By Ryan Simpson
In the weeks since my previous article on the matter eating away at this country, a lot has unfolded from the jaws of the Brexit monster. Let’s take a look at what happened and what the future holds for Brexit…
For starters we haven’t left the EU yet, even though for the last two years the government has said the 29th of March was the exit date; with or without a deal. Prior to the original exit date the government agreed to an extension to the Brexit process till April 12th if a deal was not agreed on time. If a deal passed through the date would be pushed back till 22nd of May to allow time for legislation. After the 3rd meaningful vote failed to pass on March 28th and after some political instability, there has yet to be any clarity on what the future relationship with the European Union will look like. With fears of crashing out of the EU without a deal the government held a series of indicative votes in order to establish what the House of Commons wanted from Brexit. These votes were meant to force the government to pursue whichever vote reached a majority; these included:
• Theresa May’s negotiated deal with the EU.

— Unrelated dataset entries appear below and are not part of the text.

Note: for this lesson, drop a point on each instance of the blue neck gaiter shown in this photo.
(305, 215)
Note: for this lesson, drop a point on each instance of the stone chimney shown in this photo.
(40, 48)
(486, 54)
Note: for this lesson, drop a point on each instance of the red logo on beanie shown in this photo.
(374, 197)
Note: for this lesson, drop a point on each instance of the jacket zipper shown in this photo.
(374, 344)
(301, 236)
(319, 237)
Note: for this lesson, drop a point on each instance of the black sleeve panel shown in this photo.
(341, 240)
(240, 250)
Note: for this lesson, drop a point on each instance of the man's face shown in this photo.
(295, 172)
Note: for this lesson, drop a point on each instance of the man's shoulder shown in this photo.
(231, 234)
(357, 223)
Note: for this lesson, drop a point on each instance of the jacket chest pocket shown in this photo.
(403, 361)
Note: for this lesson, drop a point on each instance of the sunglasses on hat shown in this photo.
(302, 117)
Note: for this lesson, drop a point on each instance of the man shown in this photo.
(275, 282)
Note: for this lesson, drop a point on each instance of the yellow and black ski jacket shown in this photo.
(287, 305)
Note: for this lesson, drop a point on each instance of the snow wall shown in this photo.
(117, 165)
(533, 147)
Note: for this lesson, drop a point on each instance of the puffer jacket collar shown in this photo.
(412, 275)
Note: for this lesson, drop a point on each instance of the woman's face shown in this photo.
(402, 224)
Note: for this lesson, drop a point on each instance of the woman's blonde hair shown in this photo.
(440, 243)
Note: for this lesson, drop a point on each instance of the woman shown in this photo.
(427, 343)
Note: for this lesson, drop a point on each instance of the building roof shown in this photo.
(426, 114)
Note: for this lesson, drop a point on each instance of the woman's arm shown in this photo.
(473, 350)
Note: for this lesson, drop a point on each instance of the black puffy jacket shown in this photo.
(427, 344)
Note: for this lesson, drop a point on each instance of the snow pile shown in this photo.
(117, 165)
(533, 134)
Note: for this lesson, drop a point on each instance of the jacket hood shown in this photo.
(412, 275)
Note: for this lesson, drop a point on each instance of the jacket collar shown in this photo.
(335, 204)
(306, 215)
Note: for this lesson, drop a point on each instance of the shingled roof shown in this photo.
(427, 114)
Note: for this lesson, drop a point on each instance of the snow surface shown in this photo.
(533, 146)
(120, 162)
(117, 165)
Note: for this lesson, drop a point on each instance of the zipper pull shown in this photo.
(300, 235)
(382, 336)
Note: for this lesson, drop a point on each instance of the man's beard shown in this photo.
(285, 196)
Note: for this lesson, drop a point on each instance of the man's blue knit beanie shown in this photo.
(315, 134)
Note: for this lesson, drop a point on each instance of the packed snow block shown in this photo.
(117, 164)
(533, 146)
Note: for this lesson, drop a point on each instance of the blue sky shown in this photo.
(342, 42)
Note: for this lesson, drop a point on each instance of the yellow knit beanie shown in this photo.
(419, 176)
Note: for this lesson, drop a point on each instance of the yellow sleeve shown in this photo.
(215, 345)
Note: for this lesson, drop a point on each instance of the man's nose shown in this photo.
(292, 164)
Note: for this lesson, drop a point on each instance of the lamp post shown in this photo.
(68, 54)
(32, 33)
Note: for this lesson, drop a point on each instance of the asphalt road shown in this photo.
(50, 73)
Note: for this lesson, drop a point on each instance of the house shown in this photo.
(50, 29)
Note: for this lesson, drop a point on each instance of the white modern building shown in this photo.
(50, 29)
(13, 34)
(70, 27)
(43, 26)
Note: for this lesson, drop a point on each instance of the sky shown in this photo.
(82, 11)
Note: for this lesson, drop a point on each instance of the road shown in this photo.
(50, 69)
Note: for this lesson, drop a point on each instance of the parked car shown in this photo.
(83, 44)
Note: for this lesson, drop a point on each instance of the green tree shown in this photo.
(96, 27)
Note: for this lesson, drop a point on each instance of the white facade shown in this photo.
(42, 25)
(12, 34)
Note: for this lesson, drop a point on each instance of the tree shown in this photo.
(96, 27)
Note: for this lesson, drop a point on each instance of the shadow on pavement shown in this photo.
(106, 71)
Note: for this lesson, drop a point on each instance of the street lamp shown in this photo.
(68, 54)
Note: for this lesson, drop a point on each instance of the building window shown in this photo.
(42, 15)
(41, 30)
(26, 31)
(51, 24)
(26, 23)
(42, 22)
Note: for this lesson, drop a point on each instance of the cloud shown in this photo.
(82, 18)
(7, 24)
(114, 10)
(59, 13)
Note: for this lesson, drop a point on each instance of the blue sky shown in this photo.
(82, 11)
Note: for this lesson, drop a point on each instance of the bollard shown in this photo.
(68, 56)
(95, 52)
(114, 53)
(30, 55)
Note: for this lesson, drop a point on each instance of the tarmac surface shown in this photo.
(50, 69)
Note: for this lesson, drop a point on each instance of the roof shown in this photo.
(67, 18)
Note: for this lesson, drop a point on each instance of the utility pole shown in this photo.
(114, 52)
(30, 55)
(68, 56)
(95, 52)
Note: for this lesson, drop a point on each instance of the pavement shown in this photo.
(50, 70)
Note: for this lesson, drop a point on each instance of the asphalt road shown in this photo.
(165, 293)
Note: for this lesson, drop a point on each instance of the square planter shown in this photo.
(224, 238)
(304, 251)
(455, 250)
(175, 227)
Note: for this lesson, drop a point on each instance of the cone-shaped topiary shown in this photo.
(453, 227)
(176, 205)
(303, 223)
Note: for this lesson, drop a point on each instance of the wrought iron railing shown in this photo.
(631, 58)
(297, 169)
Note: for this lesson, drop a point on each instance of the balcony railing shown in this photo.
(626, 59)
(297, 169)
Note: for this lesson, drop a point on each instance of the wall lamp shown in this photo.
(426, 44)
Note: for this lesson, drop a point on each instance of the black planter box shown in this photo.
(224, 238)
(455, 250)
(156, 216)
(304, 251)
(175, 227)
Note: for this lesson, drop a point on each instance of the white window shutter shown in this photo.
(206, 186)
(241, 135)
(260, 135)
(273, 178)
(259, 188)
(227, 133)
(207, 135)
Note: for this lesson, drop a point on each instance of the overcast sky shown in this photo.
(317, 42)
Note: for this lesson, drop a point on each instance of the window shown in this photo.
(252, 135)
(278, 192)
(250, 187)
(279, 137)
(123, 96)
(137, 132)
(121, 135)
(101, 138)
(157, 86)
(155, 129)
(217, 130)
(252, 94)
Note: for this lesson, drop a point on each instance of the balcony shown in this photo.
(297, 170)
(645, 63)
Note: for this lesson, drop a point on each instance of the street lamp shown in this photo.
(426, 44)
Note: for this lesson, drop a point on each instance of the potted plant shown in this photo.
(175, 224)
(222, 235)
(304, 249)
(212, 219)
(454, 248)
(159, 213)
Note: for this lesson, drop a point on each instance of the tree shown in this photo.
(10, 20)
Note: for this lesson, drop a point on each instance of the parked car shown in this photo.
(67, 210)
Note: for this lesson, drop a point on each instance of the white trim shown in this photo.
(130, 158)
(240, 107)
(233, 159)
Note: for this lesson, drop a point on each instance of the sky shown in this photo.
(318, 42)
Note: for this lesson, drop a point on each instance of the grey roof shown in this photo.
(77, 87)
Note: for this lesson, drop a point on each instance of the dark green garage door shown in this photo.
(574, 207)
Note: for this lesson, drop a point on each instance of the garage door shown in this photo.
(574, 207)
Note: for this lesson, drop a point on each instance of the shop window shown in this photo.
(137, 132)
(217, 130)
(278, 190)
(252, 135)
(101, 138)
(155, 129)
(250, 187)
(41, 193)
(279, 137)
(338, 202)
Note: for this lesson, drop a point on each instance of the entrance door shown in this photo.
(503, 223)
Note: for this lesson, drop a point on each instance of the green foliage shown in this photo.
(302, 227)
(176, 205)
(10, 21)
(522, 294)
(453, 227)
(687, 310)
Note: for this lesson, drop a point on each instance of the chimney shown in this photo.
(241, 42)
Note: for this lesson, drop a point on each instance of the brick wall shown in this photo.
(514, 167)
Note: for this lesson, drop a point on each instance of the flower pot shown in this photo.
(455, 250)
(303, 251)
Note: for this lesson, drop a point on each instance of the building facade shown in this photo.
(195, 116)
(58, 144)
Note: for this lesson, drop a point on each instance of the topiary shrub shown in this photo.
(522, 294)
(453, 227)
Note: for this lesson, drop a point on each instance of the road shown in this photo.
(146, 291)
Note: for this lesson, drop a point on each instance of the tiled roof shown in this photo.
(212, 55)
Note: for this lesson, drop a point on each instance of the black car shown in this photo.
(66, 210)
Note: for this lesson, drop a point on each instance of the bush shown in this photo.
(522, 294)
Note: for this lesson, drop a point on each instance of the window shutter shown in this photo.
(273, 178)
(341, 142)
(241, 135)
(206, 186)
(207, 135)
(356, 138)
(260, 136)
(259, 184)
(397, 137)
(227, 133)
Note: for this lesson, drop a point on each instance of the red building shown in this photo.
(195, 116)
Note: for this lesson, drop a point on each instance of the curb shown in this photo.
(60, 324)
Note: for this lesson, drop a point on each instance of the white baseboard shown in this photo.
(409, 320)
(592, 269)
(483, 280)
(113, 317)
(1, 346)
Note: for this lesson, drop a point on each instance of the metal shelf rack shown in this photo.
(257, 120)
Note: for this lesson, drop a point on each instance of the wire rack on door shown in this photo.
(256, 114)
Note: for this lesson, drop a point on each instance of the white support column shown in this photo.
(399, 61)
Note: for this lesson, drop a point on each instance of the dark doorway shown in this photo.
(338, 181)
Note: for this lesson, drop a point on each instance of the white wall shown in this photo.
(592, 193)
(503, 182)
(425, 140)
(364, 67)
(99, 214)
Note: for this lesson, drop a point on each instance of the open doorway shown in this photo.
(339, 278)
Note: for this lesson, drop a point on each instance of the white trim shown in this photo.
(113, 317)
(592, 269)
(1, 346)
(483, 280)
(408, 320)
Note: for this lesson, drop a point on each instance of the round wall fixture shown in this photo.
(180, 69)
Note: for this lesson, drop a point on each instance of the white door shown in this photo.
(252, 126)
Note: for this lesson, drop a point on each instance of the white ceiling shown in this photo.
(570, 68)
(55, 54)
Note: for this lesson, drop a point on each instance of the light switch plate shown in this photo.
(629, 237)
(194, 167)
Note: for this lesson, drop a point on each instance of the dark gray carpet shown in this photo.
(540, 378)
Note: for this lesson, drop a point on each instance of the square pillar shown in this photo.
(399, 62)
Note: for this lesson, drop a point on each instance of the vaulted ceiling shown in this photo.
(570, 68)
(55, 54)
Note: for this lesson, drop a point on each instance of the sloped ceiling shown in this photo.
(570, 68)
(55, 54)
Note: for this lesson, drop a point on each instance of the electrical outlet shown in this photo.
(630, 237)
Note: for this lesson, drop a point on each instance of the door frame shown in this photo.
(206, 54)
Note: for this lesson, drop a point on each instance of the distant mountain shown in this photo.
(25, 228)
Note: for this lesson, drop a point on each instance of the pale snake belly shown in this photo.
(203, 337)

• A single market/Custom union agreement.
• A Norway style relationship.
• A Canada style relationship.
• A second referendum without remain as an option.
• Revoking Article 50 and staying a full member state.
Originally the 3rd meaningful vote on May’s deal was to be held on the 27th of February but was postponed and pushed back in order to encourage members to back the deal. The vote was eventually denied by speaker of the house John Bercow; using a ruling from Erskine May, that predates the Acts of Union 1707. This ruling states that “No motion can be put by the government to the Commons twice in the same parliamentary session if the wording is exactly or substantially the same.” This meant that Theresa May had to seek legally binding changes to the working of her deal in order to put the motion back to the House. This was a huge blow to the government and caused many members to speak out against the speaker claiming he wasn’t impartial to the process.
On April 1st MP’s put motions forward to hold another series of indicative votes very similar to the options mentioned above but like the first set; none failed to reach a majority. Conservative MP
Ken Clarke’s motion of a “permanent and comprehensive UK-wide customs union with the EU” was the closest only being defeated by 4 votes to reach a majority. This wouldn’t have been legally binding however but it would have shown the government what the overall opinion of the house is.
With April 12th coming ever closer and no consensus on what the house will agree on, the PM asks for a flexible extension till the end of June. With the EU coming to an agreement two days before we were due to crash out, the new exit date was agreed to be October 31st if the UK agree to take part in European Parliamentary elections at the end of May. It was the government’s intention to bypass holding EU elections by leaving before the new parliament meets in early July. The flexible part comes in if the UK agrees to a deal we then leave on the 1st of the next month so for example if a deal passes in May we then leave on June 1st. With the six month extension the PM has begun holding talks with the main opposition party Labour, to try and come to an agreement on how the government can persuade Labour MP’s to back May’s deal. This has angered other parties in the house especially the SNP who have voiced their concerns to Labour about falling into a trap that could harm Scotland’s economy. These talks with Labour have caused certain conservative members to criticize the PM on her actions, and one to even go so far and try to hold an “indicative vote of confidence” in the PM. Mark Francois a member of the euro-sceptic far right group of conservative MP’s the ERG; wrote a letter to the chair of the 1922 committee to request a vote. This vote was rejected as no confidence vote can be made until December or later after she won the previous attempt.
After the news broke of the six month extension Nicola Sturgeon has come forward about her plans to outline a second independence referendum when the Scottish parliament reconvenes on April 21st ironically St Georges Day. There is enough time to hold another referendum before we leave which would keep Scotland within the EU. Guy Verhofstadt; the EU’s representative for matters relating to Brexit has said “They are in for the moment so there’s no problem on that side. It’s their decision.”
In the three years since the referendum £66 billion has been wasted, an average of £1000 per person or £550 million a week in missed growth. There’s also no word on MP’s holidays being cut short in order to pass needed legislation or when Theresa May will resign. This could lead to a general election and a Conservative leadership contest taking more time away from other parliament matters.
With no idea on what will or could happen over the next six months, it’s clear that this is the worst government in British history and could eventually lead to the breakup of the union.